À l'automne 2021, GPT-3 était encore l'apanage des développeurs. ChatGPT n'existait pas. Le grand public ignorait tout de ce qui se préparait. C'est dans ce contexte que j'ai voulu tenter une expérience : co-écrire des poèmes avec une IA, à des degrés divers d'intervention, et les soumettre à des concours de poésie en France — non pas pour tromper qui que ce soit, mais pour poser une question. Un jury peut-il être ému par des vers partiellement algorithmiques ? Et si oui, qu'est-ce que cela nous dit de la poésie ?
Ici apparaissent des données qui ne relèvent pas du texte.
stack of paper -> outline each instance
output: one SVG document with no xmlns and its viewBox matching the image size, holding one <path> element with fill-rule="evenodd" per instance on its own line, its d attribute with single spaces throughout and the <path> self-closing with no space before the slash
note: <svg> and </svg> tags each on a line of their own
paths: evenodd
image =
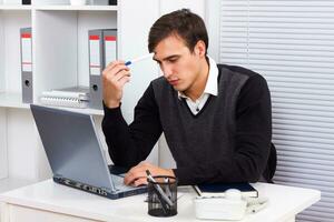
<svg viewBox="0 0 334 222">
<path fill-rule="evenodd" d="M 87 108 L 89 104 L 88 87 L 71 87 L 42 92 L 40 102 L 46 105 Z"/>
</svg>

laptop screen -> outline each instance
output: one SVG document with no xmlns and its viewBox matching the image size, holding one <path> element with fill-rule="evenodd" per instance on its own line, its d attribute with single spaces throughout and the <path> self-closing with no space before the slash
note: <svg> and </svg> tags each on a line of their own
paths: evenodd
<svg viewBox="0 0 334 222">
<path fill-rule="evenodd" d="M 53 176 L 115 190 L 91 115 L 30 108 Z"/>
</svg>

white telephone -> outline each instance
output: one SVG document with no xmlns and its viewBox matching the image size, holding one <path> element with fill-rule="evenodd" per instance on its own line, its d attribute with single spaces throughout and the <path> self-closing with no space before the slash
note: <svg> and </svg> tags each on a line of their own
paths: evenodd
<svg viewBox="0 0 334 222">
<path fill-rule="evenodd" d="M 243 198 L 236 189 L 227 190 L 225 198 L 194 199 L 196 218 L 206 220 L 242 220 L 246 213 L 256 213 L 266 204 L 266 198 Z"/>
</svg>

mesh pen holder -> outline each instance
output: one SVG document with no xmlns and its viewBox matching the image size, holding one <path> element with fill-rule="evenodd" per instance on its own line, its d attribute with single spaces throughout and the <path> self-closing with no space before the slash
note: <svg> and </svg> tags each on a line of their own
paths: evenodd
<svg viewBox="0 0 334 222">
<path fill-rule="evenodd" d="M 148 214 L 171 216 L 177 214 L 177 179 L 174 176 L 153 176 L 148 180 Z"/>
</svg>

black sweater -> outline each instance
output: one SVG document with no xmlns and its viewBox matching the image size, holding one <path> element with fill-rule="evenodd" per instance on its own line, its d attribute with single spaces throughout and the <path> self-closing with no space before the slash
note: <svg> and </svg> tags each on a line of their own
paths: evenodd
<svg viewBox="0 0 334 222">
<path fill-rule="evenodd" d="M 105 107 L 102 130 L 115 164 L 145 160 L 165 132 L 179 184 L 255 182 L 265 169 L 272 137 L 271 97 L 264 78 L 218 65 L 218 97 L 194 115 L 164 78 L 154 80 L 127 125 L 120 108 Z"/>
</svg>

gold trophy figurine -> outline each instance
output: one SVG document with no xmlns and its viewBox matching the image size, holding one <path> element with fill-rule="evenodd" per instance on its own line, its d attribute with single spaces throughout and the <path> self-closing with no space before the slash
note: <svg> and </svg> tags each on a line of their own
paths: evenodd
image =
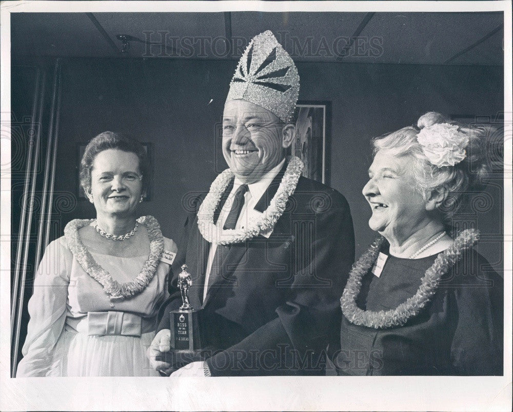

Le titre est une triple référence : Shakespeare (beauty is in the eye of the beholder), le jeu vidéo des années 90, et Metallica. Les trois convergent vers la même idée : la beauté d'un texte réside peut-être moins dans son origine que dans la réception qu'en fait le lecteur.

Les textes

Le processus consistait en un dialogue avec la machine. Tantôt je proposais un début, tantôt GPT-3 poursuivait, tantôt je reprenais et modifiais. Chaque poème est né de cette négociation. Voici quelques-unes de ces créations hybrides :


L'Éphémère

Le Soleil se cache et il fait noir ce soir, Mais ce que nous avons vécu ces après-midi Ne passera pas comme si c'était hier Retiens les choses qui te feront sourire Car tout ce qui importe ce n'est pas ce qui vit Ou ce qui demeure à jamais, La beauté qui t'ouvrira les yeux clos Oui tout ce qui importe ce n'est pas ce qui est éphémère Mais ce qui importe ce n'est pas ce qui demeure à jamais Deux amours qui se sont battus Mais ce que nous avons vécu ces après-midi N'est que simplement une étincelle Que ta compagnie renouvelle Le forçant à se comporter différemment Retiens les choses qui te feront sourire Nous étions garçons avant étincelles Nous étions garçons avant étincelles Nous étions garçons avant étincelles Nous étions garçons avant étincelles Combats longtemps pour être grands Pour être grands, pour être grand


Je prends et je garde, je cède et je donne... Je n'ai ni la souplesse de la feuille... Ni la fidélité de la mémoire.

-Les Jours-les mentent- Mon âme-la grande-sautille- Comme les pétales-de la fleur-Belle. Mon corps-il croupit- Assis à la table-ma vieille-bête.


Aujourd'hui je te souhaite

Du bonheur, de l'amour -Qui finiront par s'encorder -Qui cassent, se renouent

De toujours trouver

Une échappée

Un jour de pause

Aujourd'hui je te souhaite

Des rires qui décrochent -Des matins qui s'évaporent -

Des soirs qui seuls

Réveillent

Un souvenir

Le corps est encore là Mais l'âme est partie.


Ce qu'on entend

Ces textes ont une esthétique qu'on ne retrouve nulle part ailleurs. Ni tout à fait humains, ni tout à fait machines. Les répétitions obsessionnelles de GPT-3 — « Nous étions garçons avant étincelles » quatre fois de suite — créent un effet d'incantation que je n'aurais jamais écrit seul. Les ruptures syntaxiques, les enchaînements inattendus, la façon dont la machine perd le fil puis le retrouve : tout cela produit quelque chose qui ressemble à de la poésie et qui n'en est peut-être pas, ou qui l'est autrement.

Le projet inachevé

Le projet est resté inachevé. Je n'ai finalement pas soumis les textes aux concours. Non par scrupule éthique — la question me semblait et me semble toujours légitime —, mais parce que l'accélération technologique a rendu l'expérience presque banale avant qu'elle n'ait lieu. En novembre 2022, ChatGPT est sorti, et en quelques semaines tout le monde s'est mis à écrire avec des IA. Ce qui était une expérience de frontière en 2021 est devenu une pratique courante en 2023.

Ces textes restent néanmoins un document : ils témoignent d'un moment où la co-création homme-machine était encore une aventure, pas un outil.